Ist dies nicht rein bürokratischer Aktionismus und Populismus auf dem Rücken von unbescholtenen Bürgern, die mit Terror nicht das Geringste zu tun haben? Wird dadurch nicht auch der rechtstaatliche Grundsatz der Unschuldsvermutung - und damit unser zentrales Rechtsverständnis - untergraben? Sollte nicht wenigstens ein gewisser Anfangsverdacht diese ZÜP rechtfertigen? Darüber hinaus gibt es bisher weder eine Durchführungsverordnung, noch ist geklärt, welche Umstände als “unzuverlässig” eingestuft werden.

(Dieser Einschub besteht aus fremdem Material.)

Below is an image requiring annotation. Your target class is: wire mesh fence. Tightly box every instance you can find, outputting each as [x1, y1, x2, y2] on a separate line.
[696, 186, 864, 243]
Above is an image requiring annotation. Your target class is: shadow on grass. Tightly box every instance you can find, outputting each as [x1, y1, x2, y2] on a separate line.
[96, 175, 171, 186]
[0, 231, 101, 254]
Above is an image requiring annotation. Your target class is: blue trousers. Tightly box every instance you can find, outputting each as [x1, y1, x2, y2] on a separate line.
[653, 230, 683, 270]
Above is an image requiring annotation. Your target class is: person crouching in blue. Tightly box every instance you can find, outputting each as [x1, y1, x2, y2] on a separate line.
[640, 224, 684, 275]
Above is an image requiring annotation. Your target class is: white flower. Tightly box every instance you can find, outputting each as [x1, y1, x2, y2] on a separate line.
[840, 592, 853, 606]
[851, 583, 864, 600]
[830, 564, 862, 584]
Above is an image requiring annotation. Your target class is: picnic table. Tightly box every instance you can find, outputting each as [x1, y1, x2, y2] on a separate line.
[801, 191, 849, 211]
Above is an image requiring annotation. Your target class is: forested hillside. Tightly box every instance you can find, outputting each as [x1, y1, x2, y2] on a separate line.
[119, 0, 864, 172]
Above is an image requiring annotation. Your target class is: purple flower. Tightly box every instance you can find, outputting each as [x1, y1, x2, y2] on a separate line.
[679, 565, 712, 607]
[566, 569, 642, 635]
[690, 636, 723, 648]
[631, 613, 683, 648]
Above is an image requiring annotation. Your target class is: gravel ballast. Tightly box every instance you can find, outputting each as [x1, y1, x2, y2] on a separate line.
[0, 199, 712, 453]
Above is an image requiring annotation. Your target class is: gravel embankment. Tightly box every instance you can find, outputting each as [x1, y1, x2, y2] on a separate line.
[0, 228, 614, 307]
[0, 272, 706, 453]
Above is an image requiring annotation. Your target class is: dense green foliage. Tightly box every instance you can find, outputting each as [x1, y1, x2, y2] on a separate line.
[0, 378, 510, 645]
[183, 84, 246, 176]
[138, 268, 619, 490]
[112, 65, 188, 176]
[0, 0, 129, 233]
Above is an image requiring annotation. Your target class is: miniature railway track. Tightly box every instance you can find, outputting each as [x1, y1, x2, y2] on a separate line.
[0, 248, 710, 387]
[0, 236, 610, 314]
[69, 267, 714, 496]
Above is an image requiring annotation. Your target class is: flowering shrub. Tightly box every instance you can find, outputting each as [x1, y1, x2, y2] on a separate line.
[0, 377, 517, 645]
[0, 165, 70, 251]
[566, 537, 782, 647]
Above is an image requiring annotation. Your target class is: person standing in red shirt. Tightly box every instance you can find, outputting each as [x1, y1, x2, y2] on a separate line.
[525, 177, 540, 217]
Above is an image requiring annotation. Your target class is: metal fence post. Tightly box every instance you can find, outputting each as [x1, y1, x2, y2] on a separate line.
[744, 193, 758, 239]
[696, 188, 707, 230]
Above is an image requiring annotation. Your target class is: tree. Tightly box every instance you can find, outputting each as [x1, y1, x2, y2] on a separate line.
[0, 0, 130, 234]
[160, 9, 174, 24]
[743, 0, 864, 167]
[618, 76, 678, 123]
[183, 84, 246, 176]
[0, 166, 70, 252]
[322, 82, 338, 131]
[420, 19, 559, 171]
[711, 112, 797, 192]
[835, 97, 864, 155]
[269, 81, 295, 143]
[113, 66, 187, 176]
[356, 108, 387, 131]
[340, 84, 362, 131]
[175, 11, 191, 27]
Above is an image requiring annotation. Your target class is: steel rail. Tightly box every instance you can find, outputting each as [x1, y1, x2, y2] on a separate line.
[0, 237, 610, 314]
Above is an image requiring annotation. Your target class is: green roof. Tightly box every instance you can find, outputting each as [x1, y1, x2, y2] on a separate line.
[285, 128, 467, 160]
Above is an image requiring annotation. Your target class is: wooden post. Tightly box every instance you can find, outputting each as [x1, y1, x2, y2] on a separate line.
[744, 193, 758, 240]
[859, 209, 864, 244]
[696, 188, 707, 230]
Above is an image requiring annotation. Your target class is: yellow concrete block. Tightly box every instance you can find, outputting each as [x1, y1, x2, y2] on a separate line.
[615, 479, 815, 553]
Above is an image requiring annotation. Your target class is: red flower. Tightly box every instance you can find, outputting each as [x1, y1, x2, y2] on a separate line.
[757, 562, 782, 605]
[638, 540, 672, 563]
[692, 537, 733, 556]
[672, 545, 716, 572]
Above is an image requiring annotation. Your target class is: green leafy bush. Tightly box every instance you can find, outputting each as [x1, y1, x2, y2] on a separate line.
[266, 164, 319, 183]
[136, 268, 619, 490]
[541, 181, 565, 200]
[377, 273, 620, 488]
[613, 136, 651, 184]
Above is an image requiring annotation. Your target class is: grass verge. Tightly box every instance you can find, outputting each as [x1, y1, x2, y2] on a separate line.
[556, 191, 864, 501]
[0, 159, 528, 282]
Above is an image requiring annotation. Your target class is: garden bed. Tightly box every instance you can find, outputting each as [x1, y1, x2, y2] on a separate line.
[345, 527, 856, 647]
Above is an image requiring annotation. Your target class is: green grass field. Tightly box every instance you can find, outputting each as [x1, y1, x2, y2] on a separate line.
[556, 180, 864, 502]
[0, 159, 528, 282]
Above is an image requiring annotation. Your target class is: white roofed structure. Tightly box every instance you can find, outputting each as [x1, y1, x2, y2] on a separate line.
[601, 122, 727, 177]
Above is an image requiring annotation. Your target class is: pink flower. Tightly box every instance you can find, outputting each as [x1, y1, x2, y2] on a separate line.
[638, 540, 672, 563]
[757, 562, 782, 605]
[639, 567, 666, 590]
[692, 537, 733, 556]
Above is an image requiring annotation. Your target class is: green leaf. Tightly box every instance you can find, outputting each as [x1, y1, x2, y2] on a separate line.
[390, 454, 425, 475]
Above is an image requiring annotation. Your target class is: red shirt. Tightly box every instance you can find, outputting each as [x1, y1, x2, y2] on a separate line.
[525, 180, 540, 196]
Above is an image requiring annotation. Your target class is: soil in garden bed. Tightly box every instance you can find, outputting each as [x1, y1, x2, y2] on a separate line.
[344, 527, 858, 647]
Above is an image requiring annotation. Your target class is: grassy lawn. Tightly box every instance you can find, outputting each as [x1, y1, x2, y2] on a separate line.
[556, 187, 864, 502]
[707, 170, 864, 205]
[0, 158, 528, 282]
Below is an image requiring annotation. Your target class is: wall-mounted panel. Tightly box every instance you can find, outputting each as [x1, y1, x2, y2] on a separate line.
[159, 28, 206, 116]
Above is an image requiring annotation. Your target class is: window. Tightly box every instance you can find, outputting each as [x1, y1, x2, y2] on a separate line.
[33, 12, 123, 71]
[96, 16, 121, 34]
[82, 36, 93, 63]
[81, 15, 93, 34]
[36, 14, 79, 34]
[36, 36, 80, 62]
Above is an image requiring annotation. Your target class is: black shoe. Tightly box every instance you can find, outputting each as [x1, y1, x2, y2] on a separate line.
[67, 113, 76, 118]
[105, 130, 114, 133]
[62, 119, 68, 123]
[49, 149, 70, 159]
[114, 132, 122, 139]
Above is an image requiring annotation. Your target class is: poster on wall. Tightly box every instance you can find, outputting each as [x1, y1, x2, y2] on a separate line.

Weltweit ist noch kein Terroranschlag von einem lizensierten Piloten ausgegangen. Es gab aber global jede Menge Anschläge durch Führerscheinbesitzer, Rucksackträger und Lastwagenfahrer. Stellen letztere nicht ein viel größeres "Gefahrenpotential" dar, kommen sie doch problemlos mit jeder Fracht mitten in jede Innenstadt!
Warum werden die genannten Gruppen nicht auf die gleiche Weise überprüft, sondern lediglich die Minderheit der Privatpiloten? Ist Ihrer Meinung nach hier das rechtsstaatliche Prinzip der Verhältnismäßigkeit noch gegeben? Werden Sie sich nach Ihrer Wahl für unsere Minderheit einsetzen?
Welche Antwort hierauf kann ich an meine Vereinskollegen weitergeben?
Ich würden Sie gerne auch einmal zu einem kleinen Rundflug bei uns einladen, damit Sie sich persönlich davon überzeugen können, dass Privatpiloten keine berechtigt verdächtigen Kamikazeterroristen sind. Am 20. und 21. August ist Flugplatzfest am Flugplatz Bielefeld.
Erwähnen möchte ich, dass nicht einmal die USA Lizeneinhaber, die seit längerem im Besitz einer Privat-Piloten-Lizenz sind, auf diese Weise überprüft. Übrigens auch keine Ausländer mit US-Lizenzen! Nur Deutschland will einmal mehr einmalig perfekt in der Welt sein. Halten Sie die Verhältnismässigkeit für gewahrt?
Über eine Antwort zu meinen Fragen würde ich mich freuen.
Mit freundlichen Grüßen
Klaus-Peter Lukas
(Pilot im LSV Bielefeld-Gütersloh)
Sehr geehrter Herrr Lukas,
fuer meine sehr spaete Antwort bitte ich um Entschuldigung.
Nach den Anschlaegen des 11. September 2001 wurde weltweit ueber neue Massnahmen fuer mehr Luftsicherheit diskutiert. Das deutsche Luftsicherheitsgesetz setzt die EU-Verordnung fuer mehr Sicherheit in der Zivilluftfahrt um.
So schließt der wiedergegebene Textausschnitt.